Fungsi dari setiap kegiatan yang selalu berulang, seperti
penghukuman kejahatan, atau upacara penguburan, adalah merupakan bagian yang
dimainkannya dalam kehidupan sosial sebagai keseluruhan dan, karena itu
merupakan sumbangan yang diberikannya bagi pemeliharaan kelangsungan
struktural (Radcliffe-Brown (1976:505).
2.2 Solidaritas Sosial
Konsep
solidaritas sosial merupakan konsep sentral Emile Durkheim (1858-1917) dalam
mengembangkan teori sosiologi. Durkheim (dalam Lawang, 1994:181) menyatakan
bahwa solidaritas sosial merupakan suatu keadaan hubungan antara individu dan
atau kelompok yang didasarkan pada perasaan moral dan kepercayaan yang dianut
bersama dan diperkuat oleh pengalaman emosional bersama. Solidaritas menekankan
pada keadaan hubungan antar individu dan kelompok dan mendasari keterikatan
bersama dalam kehidupan dengan didukung nilai-nilai moral dan kepercayaan yang
hidup dalam masyarakat. Wujud nyata dari hubungan bersama akan melahirkan
pengalaman emosional, sehingga memperkuat hubungan antar mereka.
Menurut
Durkheim, berdasarkan hasilnya, solidaritas dapat dibedakan antara solidaritas
positif dan solidaritas negatif. Solidaritas negatif tidak menghasilkan
integrasi apapun, dan dengan demikian tidak memiliki kekhususan, sedangkan
solidaritas positif dapat dibedakan berdasarkan ciri-ciri:
(1)
yang satu mengikat individu pada masyarakat secara langsung, tanpa perantara.

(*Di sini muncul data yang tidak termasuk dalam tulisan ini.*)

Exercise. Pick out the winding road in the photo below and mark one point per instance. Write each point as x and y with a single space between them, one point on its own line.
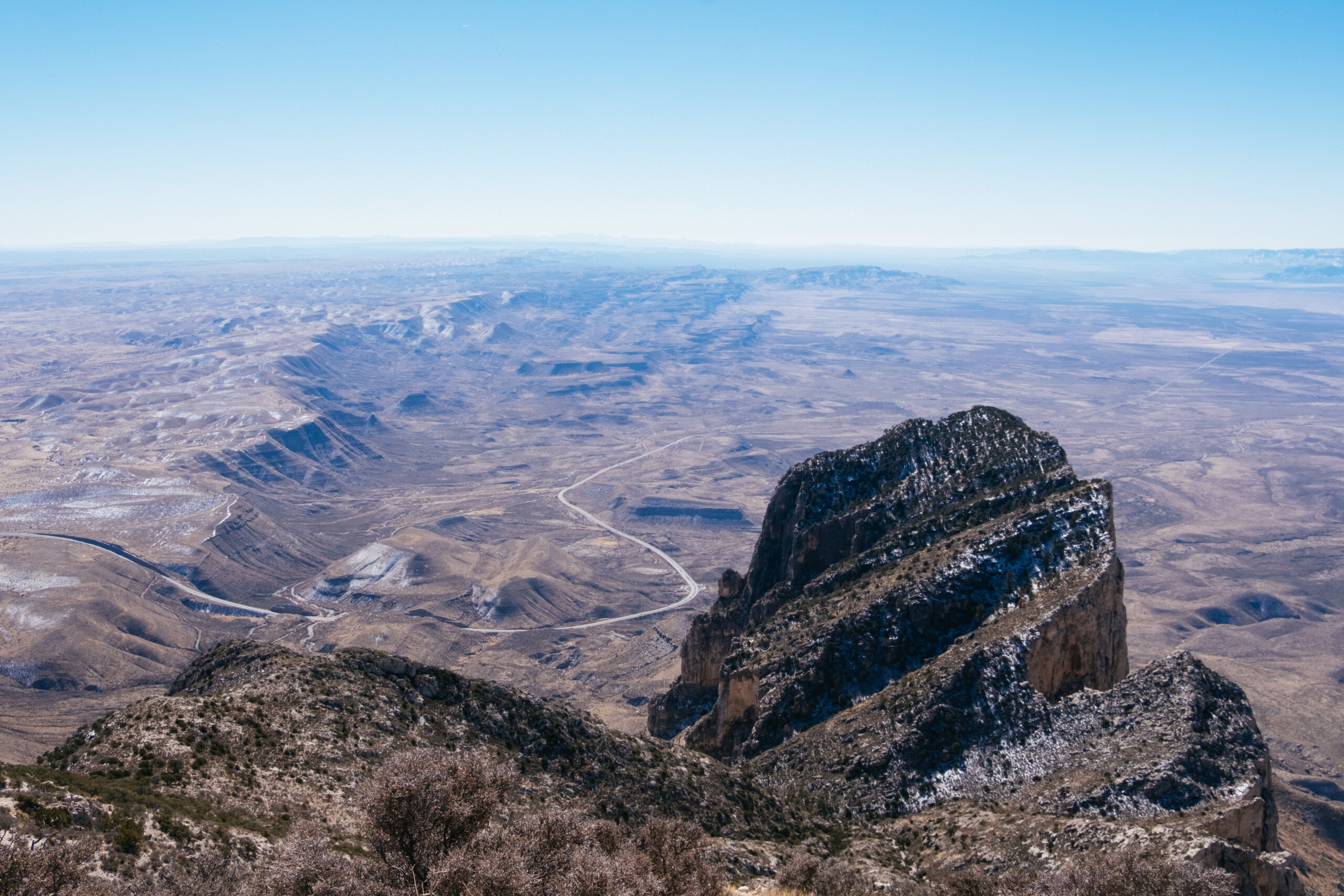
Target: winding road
692 586
118 551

Pada solidaritas positif yang lainnya, individu tergantung dari masyarakat,
karena individu tergantung dari bagian-bagian yang membentuk masyarakat
tersebut.
(2)
solidaritas positif yang kedua adalah suatu sistem fungsi-fungsi yang berbeda
dan khusus, yang menyatukan hubungan-hubungan yang tetap, walaupun sebenarnya
kedua masyarakat tersebut hanyalah satu saja. Keduanya hanya merupakan dua
wajah dari satu kenyataan yang sama, namun perlu dibedakan
(3)
dari perbedaan yang kedua itu muncul perbedaan yang ketiga, yang akan memberi
ciri dan nama kepada kedua solidaritas itu. Ciri-ciri tipe kolektif tersebut
adalah individu merupakan bagian dari masyarakat yang tidak terpisahkan, tetapi
berbeda peranan dan fungsinya dalam masyarakat, namun masih tetap dalam satu
kesatuan.
BAB
III
PENUTUP
3.1 Kesimpulan
Dalam
setiap karyanya Perhatian Durkheim yang utama adalah masyarakat, karena
terdapat tanda tanya besar apakah masyarakat dapat mempertahankan integritas dan
koherensinya di masa modern, ketika hal-hal seperti latar belakang keagamaan
dan etnik bersama tidak ada lagi. Untuk mempelajari
kehidupan sosial di kalangan masyarakat modern, Durkheim berusaha
menciptakan salah satu pendekatan ilmiah pertama
terhadap fenomena sosial. Bersama Herbert Spencer, Durkheim
adalah salah satu orang pertama yang menjelaskan keberadaan
dan sifat berbagai bagian dari masyarakat dengan
mengacu kepada fungsi yang mereka lakukan dalam mempertahankan kesehatan dan
keseimbangan masyarakat – suatu posisi yang kelak dikenal sebagai fungsionalisme yang
berupaya menelusuri fungsi berbagai elemen sosial sebagai
pengikat sekaligus pemelihara keteraturan sosial.
DAFTAR PUSTAKA
Johnson, Paul D. 1994. Teori
Sosiologi: Klasik dan Modern, Jilid I dan II. (Terj. Robert M.Z. Lawang).
Jakarta : Gramedia.
Soerjono Soekanto. 1998.
Sosiologi Suatu Pengentar. Jakarta : Rajawali.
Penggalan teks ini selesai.